Il ritorno a galla di quella rete che dal 1988 al 2019 ha sistematicamente falsificato ogni risultato politico e ha guidato il paese con manipolazioni, sparizioni forzate, terrore e corruzione, non è certo una buona notizia per chi lotta per più trasparenza e libertà.
Ma le manovre degli ultimi giorni, potrebbero essere solo un riassestamento dell’equilibrio dei poteri. Equilibrio che è sempre stato fondamentale per il funzionamento più o meno corretto delle istituzioni del paese.
Come si sa, spesso la lealtà in politica vale solo finché il leader è in piedi. Quando cade, come è caduto il Generale Toufik, la lealtà è raramente mantenuta da chi vuole rimanere nel giro.
La nomina quindi degli ex di Toufik potrebbe essere una riabilitazione sulla base delle competenze e dell’esperienza, ma per servire un nuovo padrone.

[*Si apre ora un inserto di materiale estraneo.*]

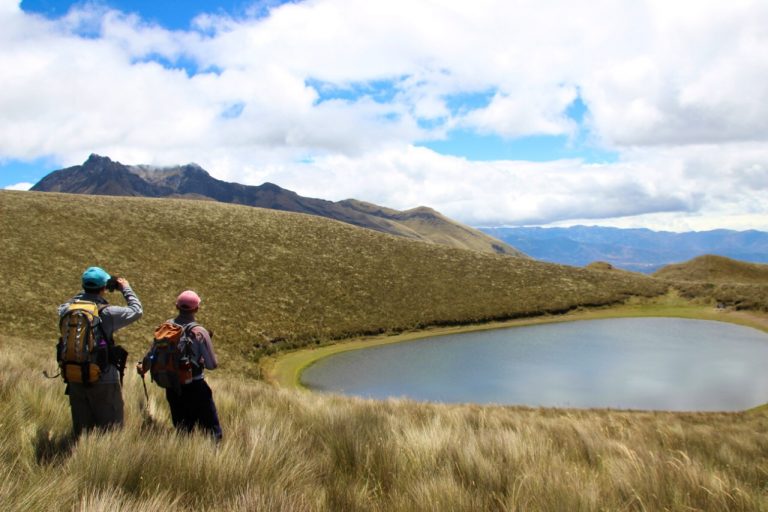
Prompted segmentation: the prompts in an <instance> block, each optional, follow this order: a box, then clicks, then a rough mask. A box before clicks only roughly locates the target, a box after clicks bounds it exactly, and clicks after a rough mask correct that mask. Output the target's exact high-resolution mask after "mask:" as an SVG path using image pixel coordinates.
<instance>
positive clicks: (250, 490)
mask: <svg viewBox="0 0 768 512" xmlns="http://www.w3.org/2000/svg"><path fill="white" fill-rule="evenodd" d="M0 234H1V235H2V240H3V244H4V250H3V251H2V252H0V275H1V276H2V281H3V283H4V287H3V291H2V293H0V353H1V354H2V356H0V357H1V358H2V361H3V364H4V368H3V372H1V373H0V418H2V419H0V422H2V424H3V426H4V427H5V429H6V431H7V432H8V435H7V436H5V438H4V440H3V441H2V442H0V475H2V481H1V482H2V483H0V498H1V499H2V502H3V508H4V509H6V510H19V511H21V510H126V511H127V510H137V509H138V510H167V509H168V508H180V509H185V510H286V511H288V510H291V511H294V510H329V511H330V510H334V511H336V510H402V511H406V510H408V511H411V510H595V511H597V510H681V511H682V510H722V511H726V510H728V511H733V510H743V511H747V510H749V511H753V510H768V462H766V461H768V440H766V436H765V432H766V430H767V429H768V414H766V412H763V411H754V412H743V413H730V414H721V413H668V412H642V411H615V410H563V409H532V408H525V407H495V406H482V407H481V406H476V405H471V404H466V405H441V404H425V403H417V402H412V401H408V400H387V401H369V400H360V399H354V398H348V397H340V396H333V395H321V394H314V393H306V392H301V391H297V390H291V389H284V388H279V387H274V386H272V385H270V384H268V383H265V382H263V381H262V380H259V377H260V366H259V362H260V361H263V360H265V358H266V357H268V356H272V355H275V354H280V353H286V352H289V351H291V350H293V349H296V348H301V347H307V346H317V345H329V344H331V343H334V342H336V341H338V340H343V339H349V338H352V337H361V336H365V335H375V334H378V335H385V336H386V335H388V334H400V333H415V332H419V331H421V330H423V329H425V328H428V327H441V326H442V327H446V326H462V325H476V324H483V323H487V322H490V321H505V320H512V319H516V318H534V317H536V318H545V317H546V315H550V316H551V317H556V318H561V317H560V316H559V315H562V314H563V313H566V312H569V311H570V312H581V313H579V314H586V315H589V314H595V311H599V310H600V308H606V307H608V308H609V309H608V310H603V312H606V311H608V312H610V311H617V310H616V309H613V308H614V307H617V306H621V307H622V308H629V309H633V308H634V309H636V310H643V308H645V305H646V304H648V303H652V304H653V303H655V305H653V306H649V307H652V308H658V309H659V310H664V311H666V312H667V313H668V314H674V311H673V310H678V311H688V312H692V314H694V315H695V314H697V313H696V312H697V311H699V312H700V311H710V312H711V311H712V310H713V309H714V305H715V304H716V303H717V302H721V303H722V305H723V306H724V307H726V308H728V309H737V308H741V309H745V310H746V311H743V312H741V313H739V312H734V313H733V315H734V316H736V317H738V315H740V314H745V315H748V316H749V317H751V318H757V319H758V321H760V319H761V318H764V317H761V316H760V315H761V314H762V313H761V311H765V310H766V309H768V308H766V304H767V303H766V301H765V297H766V295H765V288H766V285H764V284H759V283H758V284H754V283H748V284H744V283H733V282H728V283H725V284H723V283H720V282H717V283H715V282H707V281H678V280H666V279H661V278H658V277H648V276H643V275H639V274H633V273H628V272H621V271H615V270H611V269H610V268H604V267H598V268H597V269H582V268H574V267H566V266H560V265H554V264H547V263H542V262H538V261H534V260H528V259H525V258H510V257H508V256H496V255H493V254H483V253H478V252H474V251H467V250H461V249H453V248H449V247H442V246H438V245H434V244H426V243H422V242H418V241H409V240H405V239H402V238H396V237H393V236H389V235H385V234H381V233H377V232H375V231H371V230H367V229H362V228H356V227H353V226H349V225H346V224H342V223H339V222H335V221H331V220H328V219H323V218H320V217H311V216H306V215H301V214H292V213H285V212H275V211H269V210H262V209H259V208H250V207H244V206H235V205H226V204H218V203H211V202H202V201H189V200H173V199H145V198H116V197H96V196H94V197H84V196H72V195H66V194H42V193H33V192H18V193H14V192H0ZM90 265H100V266H103V267H104V268H106V269H107V270H108V271H110V272H111V273H113V274H117V275H122V276H125V277H126V278H127V279H128V280H129V281H130V282H131V284H132V285H133V287H134V288H135V290H136V291H137V293H138V294H139V297H140V298H141V299H142V301H143V303H144V306H145V310H146V314H145V317H144V318H143V319H142V320H141V322H139V323H138V324H136V325H134V326H131V327H129V328H127V329H125V331H124V332H123V331H121V332H120V337H119V342H120V343H122V344H124V345H125V346H127V347H128V349H129V351H130V352H131V361H130V362H134V361H135V354H137V353H139V352H140V351H141V349H142V348H143V347H145V346H146V344H147V342H148V339H149V338H150V337H151V332H152V329H153V327H154V325H155V324H156V323H158V322H160V321H162V320H164V319H165V318H167V317H169V316H171V315H172V314H173V298H174V297H175V295H176V294H177V293H178V292H179V291H180V290H182V289H184V288H194V289H196V290H198V291H199V292H200V294H201V295H202V297H203V309H202V310H201V314H200V319H201V321H202V322H204V323H205V324H206V325H208V326H210V327H211V328H212V329H213V330H214V331H215V333H216V334H215V338H214V341H215V343H216V348H217V351H218V353H219V357H220V359H221V361H222V368H221V369H220V370H217V371H215V372H212V373H211V374H210V376H209V380H210V382H211V386H212V388H213V389H214V393H215V397H216V401H217V405H218V407H219V412H220V415H221V419H222V424H223V427H224V441H223V442H222V444H221V445H220V446H218V447H217V446H216V445H214V444H213V442H211V441H209V440H207V439H205V438H204V437H201V436H199V435H193V436H189V437H179V436H177V435H175V434H174V432H173V431H172V429H171V427H170V421H169V418H168V412H167V407H166V405H165V403H164V398H163V397H162V395H161V393H160V390H159V389H158V388H156V387H154V386H151V387H150V390H149V391H150V395H149V401H148V402H146V401H145V399H144V394H143V391H142V385H141V382H140V379H139V378H138V377H137V376H136V375H128V376H127V377H126V384H125V389H124V396H125V400H126V426H125V428H124V429H123V430H120V431H112V432H106V433H94V434H91V435H88V436H86V437H84V438H81V439H80V440H79V441H77V442H73V441H72V440H71V439H70V438H69V429H70V423H69V411H68V406H67V403H66V398H65V396H64V395H63V386H62V384H61V382H60V381H58V380H46V379H44V378H43V377H42V371H43V370H45V369H48V370H52V369H53V367H54V361H53V350H52V347H53V343H54V340H55V336H56V328H55V314H54V311H55V309H54V308H55V306H56V305H58V304H59V303H60V302H62V301H64V300H66V299H67V298H68V297H69V296H70V295H72V294H73V293H75V292H76V291H77V289H78V288H79V275H80V273H81V272H82V270H83V269H84V268H85V267H87V266H90ZM689 277H690V275H689ZM676 279H677V278H676ZM678 291H679V293H678ZM725 292H727V294H726V295H723V293H725ZM681 294H682V295H681ZM728 294H730V295H728ZM114 301H115V302H116V303H120V300H119V298H118V299H115V300H114ZM640 313H642V311H640ZM627 314H629V313H627ZM764 329H765V328H764Z"/></svg>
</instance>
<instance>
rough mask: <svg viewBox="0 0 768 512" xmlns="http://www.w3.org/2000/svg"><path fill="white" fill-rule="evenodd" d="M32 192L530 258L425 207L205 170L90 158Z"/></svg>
mask: <svg viewBox="0 0 768 512" xmlns="http://www.w3.org/2000/svg"><path fill="white" fill-rule="evenodd" d="M32 190H33V191H40V192H65V193H70V194H97V195H111V196H142V197H176V198H189V199H206V200H214V201H220V202H225V203H234V204H242V205H247V206H256V207H260V208H270V209H273V210H283V211H289V212H298V213H305V214H310V215H319V216H321V217H327V218H331V219H335V220H338V221H341V222H346V223H348V224H354V225H356V226H360V227H364V228H369V229H375V230H377V231H381V232H384V233H389V234H392V235H396V236H401V237H406V238H412V239H415V240H421V241H424V242H429V243H437V244H443V245H449V246H453V247H460V248H463V249H471V250H475V251H481V252H490V253H497V254H506V255H510V256H523V257H524V256H525V255H524V254H523V253H521V252H520V251H518V250H517V249H515V248H513V247H511V246H509V245H507V244H506V243H504V242H501V241H499V240H497V239H495V238H492V237H491V236H489V235H487V234H485V233H482V232H481V231H478V230H476V229H474V228H471V227H469V226H465V225H463V224H460V223H458V222H455V221H453V220H451V219H449V218H447V217H445V216H443V215H441V214H440V213H438V212H436V211H434V210H432V209H430V208H426V207H418V208H414V209H412V210H407V211H398V210H392V209H389V208H384V207H381V206H377V205H374V204H370V203H364V202H362V201H357V200H354V199H348V200H345V201H339V202H333V201H326V200H323V199H314V198H310V197H302V196H300V195H298V194H297V193H295V192H292V191H290V190H286V189H283V188H280V187H279V186H277V185H275V184H272V183H264V184H263V185H259V186H249V185H241V184H239V183H228V182H225V181H221V180H218V179H216V178H214V177H212V176H211V175H210V174H208V172H206V171H205V170H204V169H203V168H202V167H200V166H198V165H195V164H188V165H183V166H177V167H163V168H158V167H151V166H146V165H123V164H121V163H119V162H115V161H112V160H110V159H109V158H107V157H103V156H99V155H91V156H90V157H89V158H88V160H86V161H85V163H83V165H76V166H74V167H68V168H66V169H60V170H58V171H54V172H52V173H50V174H48V175H47V176H45V177H44V178H43V179H42V180H40V181H39V182H38V183H37V184H36V185H35V186H34V187H32Z"/></svg>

Fin che l’ex boss rimane in carcere, e se viene confermata la sua condanna per alto tradimento e complotto contro l’autorità dell’Esercito Nazionale, la nomina dei suoi ex caporali può essere considerata come una scelta tattica di chi tiene le redini del paese, e le vie per un dibattito aperto e inclusivo potrebbero in qualche modo aprirsi e portare a qualche miglioramento del clima politico nel paese.
La linea dura adottata durante le ultime settimane, con arresti e condanne di attivisti e giornalisti e censura di organi di informazione, sarebbe in tal caso attribuita ai soli fedeli al Generale defunto. E il Presidente, rafforzato nei suoi poteri potrebbe giocare la carta della riconciliazione e del dialogo.
Se invece esce e viene riabilitato il vecchio lupo dei servizi, vorrà probabilmente dire che il vecchio Clan dei generali degli anni 90 è tornato a far parte della santa trinità algerina e che la partita si giocherà tutta contro le opposizioni. E in tal caso il Hirak dovrà veramente spendere sforzi giganteschi e affrontare una repressione spaventosa, se vorrà continuare il suo cammino verso la modernizzazione e la liberazione del paese.